The RTHS district has a high school building that was built 20 years ago, and Harper said last month that the facility need is not present for that district. The elementary school district has seen large expenses recently as it deals with aging buildings. Tilton Elementary School was built in 1949. Central Elementary School was built in 1939 and May Elementary School was built in 1959.

It was said at the Rochelle Elementary School District’s November meeting that it could leverage that hypothetical $813,000 a year in new sales tax funds into about $8.8 million in projects. 

The elementary district is currently in the process of starting renovations at Tilton School. The board plans to pursue $14-16 million worth of needed upgrades at the school after finding in a health life safety evaluation that an estimated $7.8 million worth of work is required at the school for those issues. The district plans to issue bonds for that money in coming months and wants to utilize an additional $6-8 million from its reserves for other improvements involving security and spatial concerns including its pickup and drop off areas.

Harper stressed that the school boards’ only decisions will be whether or not to support putting the county schools facility sales tax on the ballot for the community to vote on. 

“Both districts support the voters in our community having a direct voice in determining how our community funds its schools,” Harper said. “If our voters want to stay with our current approach which is based on property taxes, the districts will continue to operate as we have. If the community chooses to include sales tax revenues as a way to help fund schools, both schools will decide how to spend these new revenues on allowable costs which in turn can lower property tax rates.”

Both Rochelle school districts utilize school resource officer programs, which is an allowable use for potential county schools facility sales tax funds. 

“And both districts will always have ongoing facility costs,” Harper said. “Both of these costs, plus any costs for mental health support for our students, are allowable uses of these funds. Since both districts have these costs now which we address through property tax levies, the districts could abate future property tax levies by using sales tax funds.”

The idea of sales tax helping to fund schools is not the typical approach for communities in Illinois, Harper said. In terms of public schools finance, the burden for funding local schools falls on property owners through property taxes each year.
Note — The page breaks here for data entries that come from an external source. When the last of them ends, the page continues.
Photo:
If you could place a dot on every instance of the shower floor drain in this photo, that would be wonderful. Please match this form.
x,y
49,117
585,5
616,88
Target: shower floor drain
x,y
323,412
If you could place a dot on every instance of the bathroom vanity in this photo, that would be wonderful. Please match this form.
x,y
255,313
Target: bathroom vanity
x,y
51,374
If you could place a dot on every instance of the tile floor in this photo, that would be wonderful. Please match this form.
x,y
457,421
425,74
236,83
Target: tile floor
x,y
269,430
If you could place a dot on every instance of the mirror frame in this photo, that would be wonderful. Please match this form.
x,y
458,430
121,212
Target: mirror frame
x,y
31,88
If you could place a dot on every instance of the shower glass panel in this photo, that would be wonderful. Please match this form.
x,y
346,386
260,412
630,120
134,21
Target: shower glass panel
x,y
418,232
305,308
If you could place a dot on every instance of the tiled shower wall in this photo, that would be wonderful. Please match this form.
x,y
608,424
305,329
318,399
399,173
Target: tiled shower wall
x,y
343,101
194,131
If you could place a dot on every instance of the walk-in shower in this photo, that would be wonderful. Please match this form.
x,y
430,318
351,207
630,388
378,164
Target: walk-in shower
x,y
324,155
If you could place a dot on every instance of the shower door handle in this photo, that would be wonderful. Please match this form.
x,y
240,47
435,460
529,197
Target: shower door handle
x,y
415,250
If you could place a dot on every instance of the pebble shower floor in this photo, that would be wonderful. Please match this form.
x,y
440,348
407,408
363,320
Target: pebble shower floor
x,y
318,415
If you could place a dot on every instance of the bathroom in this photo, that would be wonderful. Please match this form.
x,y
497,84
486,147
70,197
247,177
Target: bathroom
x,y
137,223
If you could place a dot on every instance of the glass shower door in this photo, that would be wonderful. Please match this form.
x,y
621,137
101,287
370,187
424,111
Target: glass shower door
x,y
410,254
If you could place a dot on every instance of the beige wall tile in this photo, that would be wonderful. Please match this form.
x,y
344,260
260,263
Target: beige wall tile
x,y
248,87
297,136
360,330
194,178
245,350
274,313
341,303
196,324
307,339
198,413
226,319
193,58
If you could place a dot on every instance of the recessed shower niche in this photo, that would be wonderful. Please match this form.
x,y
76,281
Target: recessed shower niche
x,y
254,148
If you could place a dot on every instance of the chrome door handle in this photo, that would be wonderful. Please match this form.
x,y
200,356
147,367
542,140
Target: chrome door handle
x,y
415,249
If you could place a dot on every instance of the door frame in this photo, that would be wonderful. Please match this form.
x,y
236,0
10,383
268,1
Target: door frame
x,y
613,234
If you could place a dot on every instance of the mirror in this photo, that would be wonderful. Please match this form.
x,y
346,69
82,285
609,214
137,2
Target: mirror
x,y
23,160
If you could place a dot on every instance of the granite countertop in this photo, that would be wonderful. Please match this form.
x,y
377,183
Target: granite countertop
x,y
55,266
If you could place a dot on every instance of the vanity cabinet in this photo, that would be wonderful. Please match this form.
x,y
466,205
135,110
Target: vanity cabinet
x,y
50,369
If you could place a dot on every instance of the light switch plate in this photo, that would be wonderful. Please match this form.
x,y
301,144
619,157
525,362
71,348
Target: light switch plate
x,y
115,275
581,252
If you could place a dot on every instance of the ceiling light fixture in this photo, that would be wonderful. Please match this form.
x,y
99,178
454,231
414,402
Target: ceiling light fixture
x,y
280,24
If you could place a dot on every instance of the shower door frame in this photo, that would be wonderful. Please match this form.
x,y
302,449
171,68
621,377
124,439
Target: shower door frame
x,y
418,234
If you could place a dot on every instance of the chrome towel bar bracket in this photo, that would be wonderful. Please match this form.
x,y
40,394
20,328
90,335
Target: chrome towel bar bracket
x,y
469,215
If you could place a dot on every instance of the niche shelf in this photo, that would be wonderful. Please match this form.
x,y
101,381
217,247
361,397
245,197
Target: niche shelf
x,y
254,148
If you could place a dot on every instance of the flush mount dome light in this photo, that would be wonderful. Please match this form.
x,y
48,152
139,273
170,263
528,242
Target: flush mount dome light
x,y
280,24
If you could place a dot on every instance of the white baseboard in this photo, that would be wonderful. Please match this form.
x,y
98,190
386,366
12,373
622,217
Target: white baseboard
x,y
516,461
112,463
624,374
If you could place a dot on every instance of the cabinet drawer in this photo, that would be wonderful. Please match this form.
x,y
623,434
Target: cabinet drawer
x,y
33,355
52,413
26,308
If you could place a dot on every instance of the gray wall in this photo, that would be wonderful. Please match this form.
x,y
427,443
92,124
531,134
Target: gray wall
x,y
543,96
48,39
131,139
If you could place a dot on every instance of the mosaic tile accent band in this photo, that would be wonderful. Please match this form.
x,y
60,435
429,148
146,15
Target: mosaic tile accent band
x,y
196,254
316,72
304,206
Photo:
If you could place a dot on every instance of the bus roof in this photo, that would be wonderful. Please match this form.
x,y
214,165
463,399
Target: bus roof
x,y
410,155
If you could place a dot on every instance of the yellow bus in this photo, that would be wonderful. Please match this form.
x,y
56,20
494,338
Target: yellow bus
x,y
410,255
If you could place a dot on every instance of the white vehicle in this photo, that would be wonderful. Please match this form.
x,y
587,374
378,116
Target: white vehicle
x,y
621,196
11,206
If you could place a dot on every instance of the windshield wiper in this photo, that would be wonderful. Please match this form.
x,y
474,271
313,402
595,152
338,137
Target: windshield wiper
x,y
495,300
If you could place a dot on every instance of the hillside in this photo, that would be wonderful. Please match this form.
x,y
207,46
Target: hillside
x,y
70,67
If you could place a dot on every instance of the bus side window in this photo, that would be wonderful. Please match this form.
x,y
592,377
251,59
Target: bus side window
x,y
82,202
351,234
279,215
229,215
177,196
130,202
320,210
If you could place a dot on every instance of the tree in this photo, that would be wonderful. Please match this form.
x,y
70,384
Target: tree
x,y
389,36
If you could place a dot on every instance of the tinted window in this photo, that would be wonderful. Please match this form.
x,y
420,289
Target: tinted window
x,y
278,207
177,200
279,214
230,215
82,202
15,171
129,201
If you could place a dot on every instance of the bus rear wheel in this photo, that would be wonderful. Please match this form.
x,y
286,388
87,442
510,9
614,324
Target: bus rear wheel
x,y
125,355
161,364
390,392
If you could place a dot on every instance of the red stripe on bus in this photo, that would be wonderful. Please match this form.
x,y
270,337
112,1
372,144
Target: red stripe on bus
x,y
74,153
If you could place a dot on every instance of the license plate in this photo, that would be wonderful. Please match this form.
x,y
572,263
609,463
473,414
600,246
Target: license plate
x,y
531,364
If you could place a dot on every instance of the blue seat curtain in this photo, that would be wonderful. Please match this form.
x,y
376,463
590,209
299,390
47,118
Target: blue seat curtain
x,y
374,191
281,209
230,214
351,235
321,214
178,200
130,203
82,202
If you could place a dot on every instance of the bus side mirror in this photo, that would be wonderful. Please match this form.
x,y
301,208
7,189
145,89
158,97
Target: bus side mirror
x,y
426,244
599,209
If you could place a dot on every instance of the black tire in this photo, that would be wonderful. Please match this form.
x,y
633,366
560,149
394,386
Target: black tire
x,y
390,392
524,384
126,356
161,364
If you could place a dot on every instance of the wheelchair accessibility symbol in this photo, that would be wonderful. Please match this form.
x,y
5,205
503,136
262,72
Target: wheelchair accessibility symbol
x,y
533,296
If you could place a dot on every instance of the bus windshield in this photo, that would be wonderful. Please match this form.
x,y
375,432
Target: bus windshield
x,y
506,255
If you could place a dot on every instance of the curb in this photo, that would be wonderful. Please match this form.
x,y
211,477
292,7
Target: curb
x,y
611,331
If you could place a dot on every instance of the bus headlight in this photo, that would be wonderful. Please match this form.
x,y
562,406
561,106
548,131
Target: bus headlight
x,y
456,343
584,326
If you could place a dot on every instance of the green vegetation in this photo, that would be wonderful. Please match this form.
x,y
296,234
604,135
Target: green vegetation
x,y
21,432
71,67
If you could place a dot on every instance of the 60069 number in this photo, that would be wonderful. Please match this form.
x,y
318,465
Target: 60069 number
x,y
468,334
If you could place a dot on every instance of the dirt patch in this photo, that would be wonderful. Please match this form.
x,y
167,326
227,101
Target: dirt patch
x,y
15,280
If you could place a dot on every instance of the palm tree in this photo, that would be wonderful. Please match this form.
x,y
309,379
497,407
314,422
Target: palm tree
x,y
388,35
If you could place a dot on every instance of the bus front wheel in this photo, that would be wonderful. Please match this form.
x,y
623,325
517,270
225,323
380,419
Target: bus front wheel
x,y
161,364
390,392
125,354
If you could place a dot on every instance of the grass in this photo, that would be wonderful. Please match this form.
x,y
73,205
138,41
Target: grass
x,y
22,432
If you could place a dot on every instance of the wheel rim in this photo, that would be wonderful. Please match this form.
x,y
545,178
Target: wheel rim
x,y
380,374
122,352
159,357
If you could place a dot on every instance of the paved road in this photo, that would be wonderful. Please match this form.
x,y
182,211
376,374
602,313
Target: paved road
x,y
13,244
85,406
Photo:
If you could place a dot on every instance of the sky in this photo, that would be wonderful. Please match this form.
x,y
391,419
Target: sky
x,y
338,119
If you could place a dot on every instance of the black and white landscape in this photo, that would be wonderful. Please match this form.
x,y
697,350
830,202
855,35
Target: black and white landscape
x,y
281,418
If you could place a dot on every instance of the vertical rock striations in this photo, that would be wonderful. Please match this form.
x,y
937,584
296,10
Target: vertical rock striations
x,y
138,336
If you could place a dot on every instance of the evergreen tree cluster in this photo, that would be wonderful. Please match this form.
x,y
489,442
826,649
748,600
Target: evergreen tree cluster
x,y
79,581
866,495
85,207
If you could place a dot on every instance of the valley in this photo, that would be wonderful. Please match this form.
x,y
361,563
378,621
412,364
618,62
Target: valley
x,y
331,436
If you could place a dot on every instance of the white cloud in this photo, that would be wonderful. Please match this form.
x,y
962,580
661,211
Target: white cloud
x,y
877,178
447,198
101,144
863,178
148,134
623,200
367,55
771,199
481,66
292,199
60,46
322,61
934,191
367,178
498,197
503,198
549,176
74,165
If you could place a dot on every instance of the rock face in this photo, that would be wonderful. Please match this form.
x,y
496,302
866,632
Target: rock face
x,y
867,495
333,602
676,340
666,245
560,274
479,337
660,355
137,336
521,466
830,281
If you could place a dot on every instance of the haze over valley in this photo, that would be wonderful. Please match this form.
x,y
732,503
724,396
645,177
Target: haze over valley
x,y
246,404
The facility sales tax offers a different way to collect revenues which could offset the typical property tax funding process.

Other Ogle County school districts are considering resolutions of support to place the county schools facility sales tax on the ballot for voters to decide on, and the support for it among those districts has historically been strong, Harper said. 

“Dating back to the first time a county schools facility sales tax initiative was on the ballot in 2013, there has been an ongoing level of support from other county school boards to allow the county’s voters to weigh in on this funding concept again,” Harper said.